Сбой проверки подлинности паролей для пользователя <user-name>

Эта статья поможет решить проблему, которая может возникнуть при подключении к гибкому серверу Базы данных Azure для PostgreSQL.

Симптомы

При попытке подключиться к гибкому серверу Базы данных Azure для PostgreSQL может возникнуть следующее сообщение об ошибке:

psql: ошибка: подключение к серверу в "<server-name.postgres.database.azure.com>" (x.x.x.x.x), сбой порта 5432: не удалось выполнить проверку подлинности паролей для пользователя "<имя> пользователя".

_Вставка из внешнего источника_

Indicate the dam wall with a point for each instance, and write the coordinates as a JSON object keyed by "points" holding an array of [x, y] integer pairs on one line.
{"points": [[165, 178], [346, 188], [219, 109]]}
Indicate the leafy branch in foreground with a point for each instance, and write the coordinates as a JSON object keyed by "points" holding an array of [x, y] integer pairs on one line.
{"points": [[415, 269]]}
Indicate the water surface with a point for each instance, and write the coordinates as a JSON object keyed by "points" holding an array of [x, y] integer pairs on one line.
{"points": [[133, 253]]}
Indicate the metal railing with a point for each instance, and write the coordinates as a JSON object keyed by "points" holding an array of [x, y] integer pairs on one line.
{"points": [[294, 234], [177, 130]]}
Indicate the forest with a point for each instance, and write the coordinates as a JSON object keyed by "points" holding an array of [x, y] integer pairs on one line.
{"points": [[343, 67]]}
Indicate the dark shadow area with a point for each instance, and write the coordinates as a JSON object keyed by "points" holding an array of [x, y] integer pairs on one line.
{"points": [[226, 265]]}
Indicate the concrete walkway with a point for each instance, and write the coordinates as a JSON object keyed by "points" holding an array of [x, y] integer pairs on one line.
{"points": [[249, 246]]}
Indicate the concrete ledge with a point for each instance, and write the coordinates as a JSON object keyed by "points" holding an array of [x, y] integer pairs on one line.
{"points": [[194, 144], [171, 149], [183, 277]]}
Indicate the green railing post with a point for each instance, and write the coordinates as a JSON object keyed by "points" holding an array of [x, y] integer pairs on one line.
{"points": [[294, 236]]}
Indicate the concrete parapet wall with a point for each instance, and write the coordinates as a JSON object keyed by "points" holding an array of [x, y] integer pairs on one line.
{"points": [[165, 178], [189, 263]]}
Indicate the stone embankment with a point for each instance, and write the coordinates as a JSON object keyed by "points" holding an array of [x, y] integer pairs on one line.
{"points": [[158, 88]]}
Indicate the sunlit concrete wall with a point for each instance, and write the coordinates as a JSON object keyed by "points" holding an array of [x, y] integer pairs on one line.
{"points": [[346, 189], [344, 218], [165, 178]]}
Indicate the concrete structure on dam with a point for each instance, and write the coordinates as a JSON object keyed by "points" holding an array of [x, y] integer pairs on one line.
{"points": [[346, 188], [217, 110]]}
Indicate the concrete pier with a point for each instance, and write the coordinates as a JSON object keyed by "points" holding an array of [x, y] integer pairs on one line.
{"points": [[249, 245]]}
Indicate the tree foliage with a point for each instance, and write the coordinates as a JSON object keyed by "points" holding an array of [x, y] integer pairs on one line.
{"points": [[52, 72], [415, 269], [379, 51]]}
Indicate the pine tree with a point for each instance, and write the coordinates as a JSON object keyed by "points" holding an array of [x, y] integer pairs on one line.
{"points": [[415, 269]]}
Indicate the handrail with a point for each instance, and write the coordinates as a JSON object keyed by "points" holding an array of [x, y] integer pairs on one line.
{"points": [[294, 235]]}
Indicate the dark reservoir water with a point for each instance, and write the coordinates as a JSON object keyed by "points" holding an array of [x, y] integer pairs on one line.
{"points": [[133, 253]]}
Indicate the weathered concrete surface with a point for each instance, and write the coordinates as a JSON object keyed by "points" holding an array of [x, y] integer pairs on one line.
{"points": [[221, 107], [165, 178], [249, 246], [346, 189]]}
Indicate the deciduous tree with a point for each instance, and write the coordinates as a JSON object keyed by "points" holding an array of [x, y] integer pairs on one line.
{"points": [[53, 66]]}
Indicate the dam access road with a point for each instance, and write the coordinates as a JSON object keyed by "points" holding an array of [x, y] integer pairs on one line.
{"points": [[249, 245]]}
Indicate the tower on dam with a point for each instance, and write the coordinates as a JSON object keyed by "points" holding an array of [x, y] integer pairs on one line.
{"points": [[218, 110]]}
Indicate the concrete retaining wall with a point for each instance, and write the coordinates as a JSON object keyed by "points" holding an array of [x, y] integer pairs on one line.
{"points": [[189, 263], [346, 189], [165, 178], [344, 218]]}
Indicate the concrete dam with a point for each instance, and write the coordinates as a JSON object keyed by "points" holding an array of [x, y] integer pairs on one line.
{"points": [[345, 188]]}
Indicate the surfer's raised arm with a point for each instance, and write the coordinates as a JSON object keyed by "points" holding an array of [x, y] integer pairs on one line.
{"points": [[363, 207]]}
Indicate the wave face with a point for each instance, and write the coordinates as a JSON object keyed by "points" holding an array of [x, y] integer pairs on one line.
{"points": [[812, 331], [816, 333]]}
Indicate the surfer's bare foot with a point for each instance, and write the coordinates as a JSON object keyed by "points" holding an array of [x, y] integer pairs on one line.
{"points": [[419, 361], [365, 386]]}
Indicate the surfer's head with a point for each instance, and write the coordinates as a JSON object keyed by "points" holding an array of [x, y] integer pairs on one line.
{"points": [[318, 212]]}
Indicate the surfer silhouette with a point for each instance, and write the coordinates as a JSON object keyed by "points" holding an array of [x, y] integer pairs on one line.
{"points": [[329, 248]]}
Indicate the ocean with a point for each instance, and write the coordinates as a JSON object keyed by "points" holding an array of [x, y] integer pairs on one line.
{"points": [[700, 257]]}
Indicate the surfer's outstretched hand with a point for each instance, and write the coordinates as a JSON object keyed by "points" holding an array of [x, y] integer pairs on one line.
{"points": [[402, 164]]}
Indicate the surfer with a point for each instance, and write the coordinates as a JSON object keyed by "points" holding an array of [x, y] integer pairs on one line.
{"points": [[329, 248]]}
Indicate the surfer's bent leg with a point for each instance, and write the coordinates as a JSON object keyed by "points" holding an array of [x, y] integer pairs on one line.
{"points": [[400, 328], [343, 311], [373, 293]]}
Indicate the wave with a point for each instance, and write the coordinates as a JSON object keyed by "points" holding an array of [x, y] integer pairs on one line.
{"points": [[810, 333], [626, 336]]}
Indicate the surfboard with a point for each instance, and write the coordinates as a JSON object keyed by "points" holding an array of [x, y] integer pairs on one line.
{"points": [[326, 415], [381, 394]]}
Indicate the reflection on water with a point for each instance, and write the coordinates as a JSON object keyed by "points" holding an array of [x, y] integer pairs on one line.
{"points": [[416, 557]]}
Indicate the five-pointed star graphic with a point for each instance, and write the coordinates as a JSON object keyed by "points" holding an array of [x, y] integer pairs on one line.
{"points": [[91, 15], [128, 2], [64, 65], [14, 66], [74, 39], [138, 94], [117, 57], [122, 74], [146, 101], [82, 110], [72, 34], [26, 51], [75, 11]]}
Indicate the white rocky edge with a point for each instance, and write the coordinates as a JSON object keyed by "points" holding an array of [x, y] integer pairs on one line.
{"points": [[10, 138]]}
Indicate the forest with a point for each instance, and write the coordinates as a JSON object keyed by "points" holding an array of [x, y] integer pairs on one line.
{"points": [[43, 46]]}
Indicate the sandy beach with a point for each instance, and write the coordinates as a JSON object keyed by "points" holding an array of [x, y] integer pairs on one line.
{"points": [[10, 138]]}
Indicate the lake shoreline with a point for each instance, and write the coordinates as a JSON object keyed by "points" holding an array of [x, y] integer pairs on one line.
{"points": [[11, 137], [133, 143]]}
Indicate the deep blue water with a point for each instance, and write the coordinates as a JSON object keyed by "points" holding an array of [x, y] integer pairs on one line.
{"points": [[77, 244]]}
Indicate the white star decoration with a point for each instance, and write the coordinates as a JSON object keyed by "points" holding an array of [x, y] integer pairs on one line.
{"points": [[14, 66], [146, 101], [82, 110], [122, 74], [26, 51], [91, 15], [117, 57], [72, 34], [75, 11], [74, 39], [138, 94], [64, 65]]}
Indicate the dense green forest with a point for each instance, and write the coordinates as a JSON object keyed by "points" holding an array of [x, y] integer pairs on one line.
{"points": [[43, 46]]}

Эта ошибка означает, что пароль, указанный для пользователя <user-name> , является неверным.

После первоначальной ошибки проверки подлинности паролей может появиться другое сообщение об ошибке, указывающее, что клиент пытается повторно подключиться к серверу, на этот раз без шифрования SSL. Эта ошибка возникает из-за конфигурации сервера pg_hba.conf , не разрешающей незашифрованные подключения.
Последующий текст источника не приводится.